I came to New Orleans in 2012. I had been living in New York and trying to do the artist thing there for a bit, from 2010 through 2012. I really loved being in New York, but I didn't feel connected to any sort of a community. I'm not an artist that just makes things from within myself. I'm definitely someone who needs to be a part of a world, observe things and let that work come from there. I was connected to a community of artists, but I kind of felt this itch even while I was in New York to find something a little closer to what I had growing up in Baltimore, where I was a part of a community that had nothing to do with being an artist, but I was an artist within that community.
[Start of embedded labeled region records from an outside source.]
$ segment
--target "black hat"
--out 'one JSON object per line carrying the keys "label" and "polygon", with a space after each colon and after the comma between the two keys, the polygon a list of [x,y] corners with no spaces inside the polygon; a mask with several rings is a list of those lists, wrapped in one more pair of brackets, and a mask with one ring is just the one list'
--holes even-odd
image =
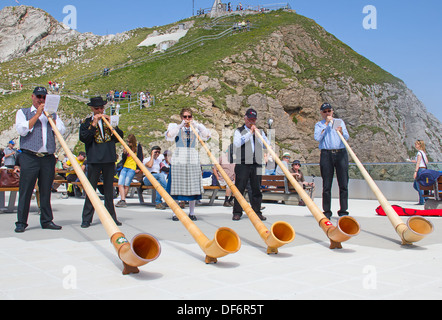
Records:
{"label": "black hat", "polygon": [[331,104],[330,104],[330,103],[327,103],[327,102],[326,102],[326,103],[323,103],[322,106],[321,106],[321,108],[320,108],[320,110],[321,110],[321,111],[324,111],[324,110],[327,110],[327,109],[333,109],[332,106],[331,106]]}
{"label": "black hat", "polygon": [[91,107],[101,107],[106,105],[106,101],[104,101],[102,97],[95,97],[91,98],[91,102],[89,102],[87,105]]}
{"label": "black hat", "polygon": [[33,94],[35,96],[46,96],[48,94],[48,90],[45,87],[35,87]]}
{"label": "black hat", "polygon": [[247,109],[247,111],[246,111],[246,117],[247,118],[249,118],[249,119],[256,119],[257,116],[258,116],[258,113],[256,112],[255,109],[252,109],[252,108]]}
{"label": "black hat", "polygon": [[299,160],[293,160],[292,165],[294,164],[299,164],[299,166],[301,166],[301,162]]}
So I found out about a residency in New Orleans that was hosted by a church in the Eighth Ward called St. Roch Community Church. They invite one artist down per year to just live and work in New Orleans for nine months, no strings attached. You don't really have to be associated with the church, even though the residency is on the church's campus, so you're going to inevitably cross paths with the church folk that are there. I don't know why New Orleans was in my brain—I think it was just from old Cash Money Records videos or something growing up as a kid. But for some reason, New Orleans was this place that I always wanted to at least see. The St. Roch residency was a great opportunity for that and it was just a great residency.
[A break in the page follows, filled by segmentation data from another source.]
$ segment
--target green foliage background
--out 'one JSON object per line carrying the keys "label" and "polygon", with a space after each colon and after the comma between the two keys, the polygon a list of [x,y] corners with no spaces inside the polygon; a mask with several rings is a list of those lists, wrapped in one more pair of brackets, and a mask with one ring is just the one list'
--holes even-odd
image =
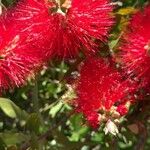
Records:
{"label": "green foliage background", "polygon": [[[3,0],[2,6],[7,9],[15,2]],[[104,55],[109,49],[115,52],[131,15],[148,0],[113,2],[122,5],[114,10],[116,25],[109,43],[102,45]],[[69,103],[75,95],[66,78],[75,73],[78,61],[51,61],[36,80],[30,80],[23,88],[9,91],[3,95],[5,98],[0,98],[0,150],[150,149],[149,98],[131,109],[117,136],[105,135],[103,125],[98,131],[92,130],[83,116],[74,112]]]}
At the end of the residency, in mid-2013, I decided to stay in New Orleans, and I’ve been here since. I worked for a time for a set design company, then I went back to graduate school, from 2016 through 2018, at Tulane. I really liked Tulane's program, and I also just wanted to stay in New Orleans and do grad school here.
When I first moved to New Orleans, my apartment that I had at the church was right on the corner of St Roch Park, which is a big community park. And a lot of the recreation teams, which are the slightly-younger-than-high-school teams, would practice on that field. So I started, just as a neighbor, to get to know a lot of the kids in the neighborhood who were connected to either the church or to friends I was meeting in the neighborhood. One of my really good friends who I met through the church was the social worker / community liaison for George Washington Carver High School, which is not quite in my neighborhood, but it's a feeder school for the neighborhood. A lot of my neighbors who were really young when I moved here eventually went to that high school and I kind of followed them in their football careers from youth football to Carver, and then to some of the other schools. Through my friend, I met the principal of George Washington Carver High School, who has also become a good friend, and then the head football coach. The players kind of circle in and out, but those three people stayed consistent, have been super supportive of the work, and have kind of just kept the doors open for me.
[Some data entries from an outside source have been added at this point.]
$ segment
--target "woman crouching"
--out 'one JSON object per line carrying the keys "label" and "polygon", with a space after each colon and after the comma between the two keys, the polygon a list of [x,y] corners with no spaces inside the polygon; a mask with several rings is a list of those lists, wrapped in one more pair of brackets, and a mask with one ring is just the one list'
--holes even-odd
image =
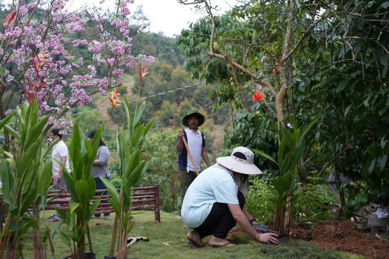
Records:
{"label": "woman crouching", "polygon": [[190,244],[204,247],[203,238],[212,235],[210,245],[235,245],[225,238],[237,222],[256,241],[278,244],[276,234],[262,234],[253,227],[257,222],[244,207],[243,193],[248,192],[249,175],[263,173],[254,164],[254,154],[249,149],[236,148],[231,156],[218,158],[216,164],[194,179],[186,191],[181,212],[185,225],[193,229],[186,235]]}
My process when I’m working with the football team is that the season in and of itself is this fact-finding time. I'll go to games and take photos that become source material for the eventual paintings and whatnot. The players kind of just know me as a team photographer or whatever. And I'll show them some of the art, and I'm trying to get better at making the art something that they can be a part of and own and participate in. They kind of use the photos for their Instagrams and whatnot and they can do whatever the heck they want to do with them. And then eventually, I'll kind of sift through everything I've gathered throughout a season and then start making things, whether it's more abstract work or more figurative work. I'll kind of go through any sort of ephemera in photos I've taken throughout the season and then start to make things in earnest after the fact.
For the last few years, I fully stepped away from representational painting and I was doing a lot of kind of collaging of found fabrics and simulations and recreations of flags and banners associated with high school football here in New Orleans. For me, these works had a kind of embedded figuration within them. They are these objects that were created to be carried by people—held between two marching band majorettes or held by a football player as they're entering the arena—and they have this ergonomic shape and size that corresponds to the body. Or the banners are hanging up in the rafters and kind of meant to correspond to a player that maybe used to be at a particular school. So in those works, the body was inferred in a way.
Just recently, I've picked back up the brushes and picked back up the charcoal and have begun to kind of meld these two previous styles of mine together by starting with drawings of actual models—sometimes myself, sometimes players that I'm working with. And then combining that with the more geometric iconic abstract collaging of the found fabrics and flags that I was working with before. So now the work is kind of in between the two worlds. It'll have moments of figuration that I then disrupt and bring in kind of more geometric abstract objective pieces of imagery.
My current residency at the Joan Mitchell Center has been a great time to try out a bunch of things. I'm super fortunate to have a really good studio here. The football season just kind of wrapped up here, so right now, the work I have going on in the studio is a little all over the place. I have some pure, more shape- and color- and text-based banner pieces that I'm working on. Then I have some pieces that might eventually just be straight oil paintings of the players that I'm working with. And then I have some that are a hybrid of both. I would hope that they start to kind of congeal together in a way or that one emerges as something I'm going to focus in particular on. As an artist, I think you're always just cycling through moments of clarity and confusion.
As an art lover, as a painter, I like going into museums and just standing in front of a really cool portrait of something or someone, and that's a fine way to think about art and to appreciate art. But I'm always a little wary of that immediate gratification that we as people have of just looking at people. I’m kind of trying to interrogate that, whether or not that is the heart of what I'm trying to get to conceptually within the work, or it could be the most expeditious way to get to what I'm thinking about, or it could be a crutch and a shortcut that I might need to avoid. I'm at this point now where I'm kind of thinking through all of those things.
Conceptually, I still think this work is self-portraiture in a way and that I'm doing pictures of my older self thinking about my younger self, and how my younger self saw himself in the world as it related to sports. When I moved to New Orleans, I was 25 and the players I was working with were 17, 18 years old. And we almost seemed like we were in the same generation in a way—like I was working with people who are slightly younger versions of myself. Now, I'm 34 and there's a larger separation between who I am now and who they are. So I’m thinking more about the implications of doing paintings of these young people, to show to (in all honesty) mostly white audiences that are looking at these young kids from New Orleans. There's definitely something interesting and necessary in that conversation, and I’m interrogating what my place and responsibility is in that.